AGT and EGFR mRNA levels of were statistically different among KTP with SKF, KTP with stable kidney function and proteinuria, and CAN patients. Moreover, TGF-β1 mRNA levels were significantly higher in CAN patients compared with KTP with SKF. However, TGF-β1 levels were higher in KTP with stable kidney function and proteinuria than in CAN patients. This finding might indicate that the activity of molecules involved in the development of fibrosis is higher in these patients. Moreover, AGT, EGFR, and TGF-β1 mRNA levels in urine were identified as good predictor markers of CAN with EGFR and TGF-β1 showing an AUC of 0.71 and 0.84 respectively.

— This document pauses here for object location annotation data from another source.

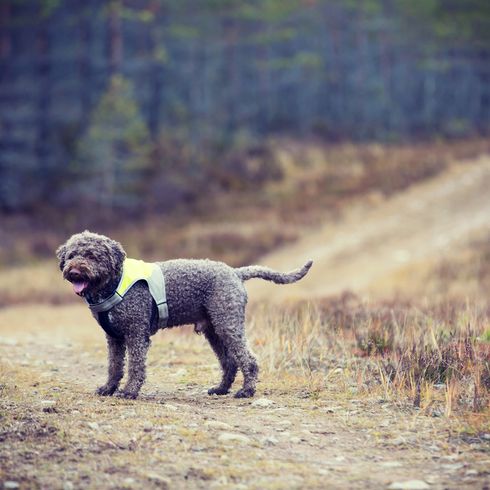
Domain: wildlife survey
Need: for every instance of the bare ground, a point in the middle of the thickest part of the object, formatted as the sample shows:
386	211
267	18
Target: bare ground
176	436
54	433
373	247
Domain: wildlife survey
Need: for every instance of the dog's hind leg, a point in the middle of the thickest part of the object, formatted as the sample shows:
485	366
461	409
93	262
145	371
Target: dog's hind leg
228	364
116	352
228	321
138	344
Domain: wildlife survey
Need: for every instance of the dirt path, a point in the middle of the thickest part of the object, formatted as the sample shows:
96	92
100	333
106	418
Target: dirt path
56	434
364	252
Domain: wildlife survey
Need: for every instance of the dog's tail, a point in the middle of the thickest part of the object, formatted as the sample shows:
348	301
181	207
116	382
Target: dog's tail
246	273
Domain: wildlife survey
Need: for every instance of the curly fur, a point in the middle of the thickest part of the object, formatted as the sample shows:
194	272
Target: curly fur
208	294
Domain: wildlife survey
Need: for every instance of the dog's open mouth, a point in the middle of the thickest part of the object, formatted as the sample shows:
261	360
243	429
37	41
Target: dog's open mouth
79	287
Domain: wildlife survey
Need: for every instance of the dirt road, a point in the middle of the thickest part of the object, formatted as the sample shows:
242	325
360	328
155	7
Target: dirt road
365	250
54	433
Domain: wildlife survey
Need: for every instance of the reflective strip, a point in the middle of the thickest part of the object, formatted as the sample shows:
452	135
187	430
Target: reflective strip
156	284
107	304
133	271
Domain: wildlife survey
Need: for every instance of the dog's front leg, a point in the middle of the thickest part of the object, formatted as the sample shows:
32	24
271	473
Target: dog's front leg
138	344
116	350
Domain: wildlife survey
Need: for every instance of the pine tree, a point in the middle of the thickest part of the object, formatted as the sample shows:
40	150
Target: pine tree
113	156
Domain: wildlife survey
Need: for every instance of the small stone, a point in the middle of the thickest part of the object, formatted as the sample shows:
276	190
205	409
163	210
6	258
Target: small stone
230	437
217	424
270	441
10	484
262	403
390	464
409	485
158	480
453	467
48	406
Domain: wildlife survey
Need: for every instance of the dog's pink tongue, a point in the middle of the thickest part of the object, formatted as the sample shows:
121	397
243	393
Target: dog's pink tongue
79	286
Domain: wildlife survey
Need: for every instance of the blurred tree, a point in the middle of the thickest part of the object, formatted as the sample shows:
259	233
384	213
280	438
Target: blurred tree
207	71
113	156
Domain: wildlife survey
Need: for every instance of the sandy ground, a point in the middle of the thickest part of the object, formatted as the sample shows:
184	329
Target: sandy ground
54	433
365	251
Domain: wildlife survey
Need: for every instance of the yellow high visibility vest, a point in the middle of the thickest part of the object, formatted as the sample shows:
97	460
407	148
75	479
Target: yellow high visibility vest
134	271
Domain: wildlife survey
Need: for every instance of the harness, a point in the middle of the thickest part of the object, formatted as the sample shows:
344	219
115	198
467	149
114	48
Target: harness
133	271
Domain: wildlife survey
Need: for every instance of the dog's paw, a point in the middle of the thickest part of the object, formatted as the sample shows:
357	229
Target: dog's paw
105	390
245	393
128	395
217	390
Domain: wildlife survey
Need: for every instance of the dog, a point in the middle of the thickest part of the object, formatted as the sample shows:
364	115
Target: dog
209	294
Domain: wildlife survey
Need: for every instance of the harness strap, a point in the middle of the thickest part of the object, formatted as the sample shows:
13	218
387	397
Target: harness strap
103	318
156	285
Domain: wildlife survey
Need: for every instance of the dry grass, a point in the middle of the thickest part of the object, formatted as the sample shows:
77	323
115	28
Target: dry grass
434	358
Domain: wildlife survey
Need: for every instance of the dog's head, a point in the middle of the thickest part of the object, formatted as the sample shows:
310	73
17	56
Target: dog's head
90	261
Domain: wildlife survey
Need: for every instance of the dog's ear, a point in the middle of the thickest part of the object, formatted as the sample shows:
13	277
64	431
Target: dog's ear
117	252
61	254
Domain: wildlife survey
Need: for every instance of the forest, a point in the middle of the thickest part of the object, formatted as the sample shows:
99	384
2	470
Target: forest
135	105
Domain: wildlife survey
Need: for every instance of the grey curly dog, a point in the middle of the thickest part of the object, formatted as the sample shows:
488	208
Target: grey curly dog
208	294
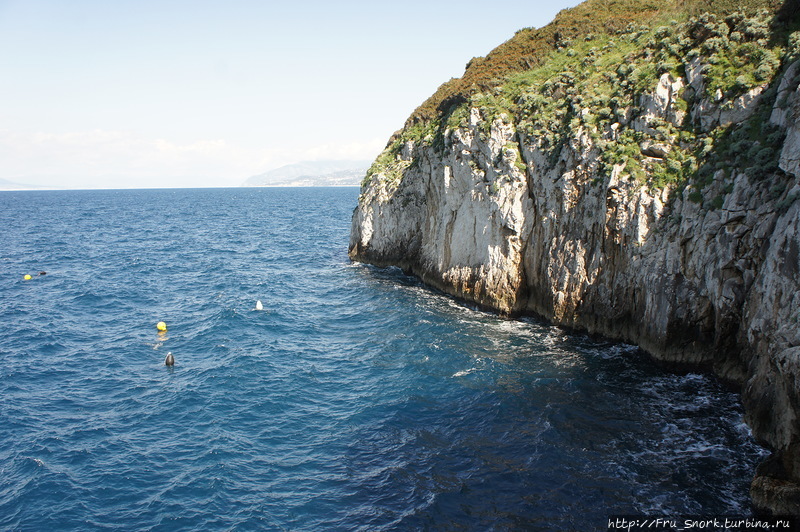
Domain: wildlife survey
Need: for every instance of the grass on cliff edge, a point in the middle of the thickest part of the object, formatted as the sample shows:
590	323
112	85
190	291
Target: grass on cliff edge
530	47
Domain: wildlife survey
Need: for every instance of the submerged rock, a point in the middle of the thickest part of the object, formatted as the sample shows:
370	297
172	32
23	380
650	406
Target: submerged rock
581	227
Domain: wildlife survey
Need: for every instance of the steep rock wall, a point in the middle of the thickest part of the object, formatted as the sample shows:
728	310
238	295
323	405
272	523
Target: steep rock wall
493	217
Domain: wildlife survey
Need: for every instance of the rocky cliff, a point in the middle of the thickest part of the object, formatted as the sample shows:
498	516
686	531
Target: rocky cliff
633	179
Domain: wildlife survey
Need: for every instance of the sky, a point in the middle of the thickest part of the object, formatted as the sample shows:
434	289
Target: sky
199	93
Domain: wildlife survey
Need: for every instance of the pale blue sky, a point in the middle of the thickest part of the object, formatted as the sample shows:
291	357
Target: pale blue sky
207	93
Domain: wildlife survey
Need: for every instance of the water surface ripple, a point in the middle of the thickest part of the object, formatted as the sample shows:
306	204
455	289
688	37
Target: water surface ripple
357	399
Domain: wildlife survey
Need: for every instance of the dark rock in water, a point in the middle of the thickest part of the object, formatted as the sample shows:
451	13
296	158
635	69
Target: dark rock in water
600	227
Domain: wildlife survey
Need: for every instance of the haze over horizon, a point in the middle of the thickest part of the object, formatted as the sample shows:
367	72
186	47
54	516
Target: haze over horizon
178	93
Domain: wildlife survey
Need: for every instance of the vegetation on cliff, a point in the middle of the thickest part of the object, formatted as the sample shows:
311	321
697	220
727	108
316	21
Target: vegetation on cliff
594	70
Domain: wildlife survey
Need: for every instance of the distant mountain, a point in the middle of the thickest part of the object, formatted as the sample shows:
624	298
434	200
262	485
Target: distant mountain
11	185
312	174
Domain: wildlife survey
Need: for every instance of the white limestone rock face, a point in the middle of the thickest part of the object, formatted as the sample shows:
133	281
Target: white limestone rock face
458	221
494	218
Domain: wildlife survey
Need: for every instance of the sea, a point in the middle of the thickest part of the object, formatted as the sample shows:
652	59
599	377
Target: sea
356	398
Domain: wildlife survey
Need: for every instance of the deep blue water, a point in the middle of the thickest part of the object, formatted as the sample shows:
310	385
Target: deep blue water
357	399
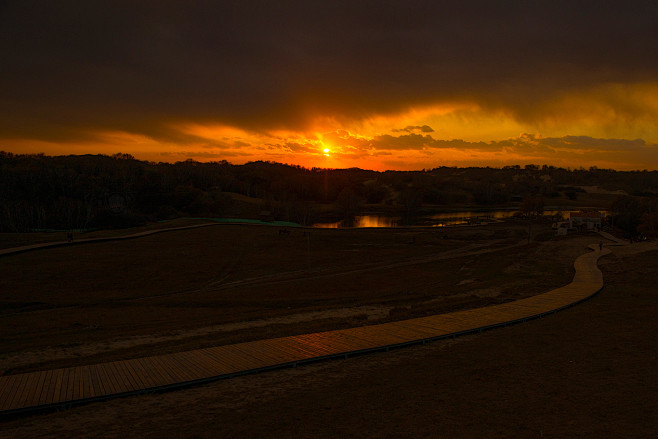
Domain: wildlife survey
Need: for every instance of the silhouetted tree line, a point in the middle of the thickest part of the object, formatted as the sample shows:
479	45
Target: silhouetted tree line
100	191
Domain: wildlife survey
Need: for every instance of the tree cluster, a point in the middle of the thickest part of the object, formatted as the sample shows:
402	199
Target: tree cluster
100	191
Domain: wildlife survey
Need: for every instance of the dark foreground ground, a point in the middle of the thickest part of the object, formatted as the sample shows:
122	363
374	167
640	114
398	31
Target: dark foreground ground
586	372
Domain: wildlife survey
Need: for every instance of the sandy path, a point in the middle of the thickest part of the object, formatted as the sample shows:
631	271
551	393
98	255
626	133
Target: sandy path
588	371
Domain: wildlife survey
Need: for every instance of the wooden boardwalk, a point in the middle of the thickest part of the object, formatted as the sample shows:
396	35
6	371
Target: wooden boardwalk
51	389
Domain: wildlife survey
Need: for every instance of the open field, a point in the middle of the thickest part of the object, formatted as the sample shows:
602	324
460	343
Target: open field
588	371
230	283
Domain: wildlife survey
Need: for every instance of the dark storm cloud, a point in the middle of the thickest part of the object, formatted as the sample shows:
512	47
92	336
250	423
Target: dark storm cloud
412	128
72	68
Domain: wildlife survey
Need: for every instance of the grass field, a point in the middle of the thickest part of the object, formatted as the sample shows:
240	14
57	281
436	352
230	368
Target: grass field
229	283
588	371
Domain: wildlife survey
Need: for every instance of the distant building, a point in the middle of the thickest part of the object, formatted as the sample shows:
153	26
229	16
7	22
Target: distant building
586	220
266	215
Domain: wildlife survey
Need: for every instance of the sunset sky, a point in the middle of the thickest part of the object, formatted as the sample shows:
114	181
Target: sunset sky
378	85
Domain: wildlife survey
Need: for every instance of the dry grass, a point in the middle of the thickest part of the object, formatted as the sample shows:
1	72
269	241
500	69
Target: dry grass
188	289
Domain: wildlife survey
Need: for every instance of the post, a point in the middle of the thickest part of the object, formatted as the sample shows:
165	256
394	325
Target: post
308	248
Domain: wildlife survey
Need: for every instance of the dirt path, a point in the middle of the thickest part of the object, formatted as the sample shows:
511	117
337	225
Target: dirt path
588	371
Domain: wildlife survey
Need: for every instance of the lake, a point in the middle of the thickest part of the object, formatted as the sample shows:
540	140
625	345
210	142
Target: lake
436	220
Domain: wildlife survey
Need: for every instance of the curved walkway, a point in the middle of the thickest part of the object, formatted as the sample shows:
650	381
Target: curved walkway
52	389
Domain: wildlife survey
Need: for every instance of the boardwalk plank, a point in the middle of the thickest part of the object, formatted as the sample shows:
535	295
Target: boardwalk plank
70	384
12	386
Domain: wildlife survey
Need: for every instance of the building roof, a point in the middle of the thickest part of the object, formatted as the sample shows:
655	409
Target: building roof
587	214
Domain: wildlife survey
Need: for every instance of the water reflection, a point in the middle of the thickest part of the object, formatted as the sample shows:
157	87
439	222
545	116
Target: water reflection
436	220
361	222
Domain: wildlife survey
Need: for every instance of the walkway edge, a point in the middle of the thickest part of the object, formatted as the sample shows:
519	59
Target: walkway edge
62	388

EGF and EGFR have been implicated in expansion and deposition of extracellular matrix in renal injury (41). There is a growing evidence for the role of EGFR pathway in various types of renal lesions. However, it is still controversial whether the effect is beneficial or detrimental. In addition, while EGFR expression has been identified previously in normal and diseased native kidneys, its expression in renal allografts and its relation to allograft rejection or allograft survival remains unknown (42). In this study, EGFR was down expressed in CAN when compared with KTP with normal function. This finding is in concordance with our recent publication (19) where EGFR was down expressed in kidney biopsies with CAN when compared with normal allograft using microarrays. We also observed AGT down expressed in CAN biopsies (19). The AGT gene encodes the only glycoprotein known to be a precursor of the vasopresor angiotensin II (Ang II). Ang II is also a growth factor and a profibrogenic cytokine. It mediates the induction of TGF-β1 (43). Previous studies have shown that Ang II stimulation of mouse glomerular mesangial cells causes EGF receptor phosphorylation through the MMP-dependent generation of heparin-binding EGF (HB–EGF) and the EGF-receptor-dependent release of TGF-β (42,44). The elucidation of the interactions between these molecules and their role in the progression to chronic allograft dysfunction requires further evaluation and study.
In the present study we showed the potential utility of TGF-β1, AGT, and EGFR mRNA levels in urine samples of KTP as early markers of CAN progression. Prospective studies are needed for confirming these results. The evaluation of molecular markers in urine samples could represent an invaluable resource for monitoring KTP and predicting the development of CAN.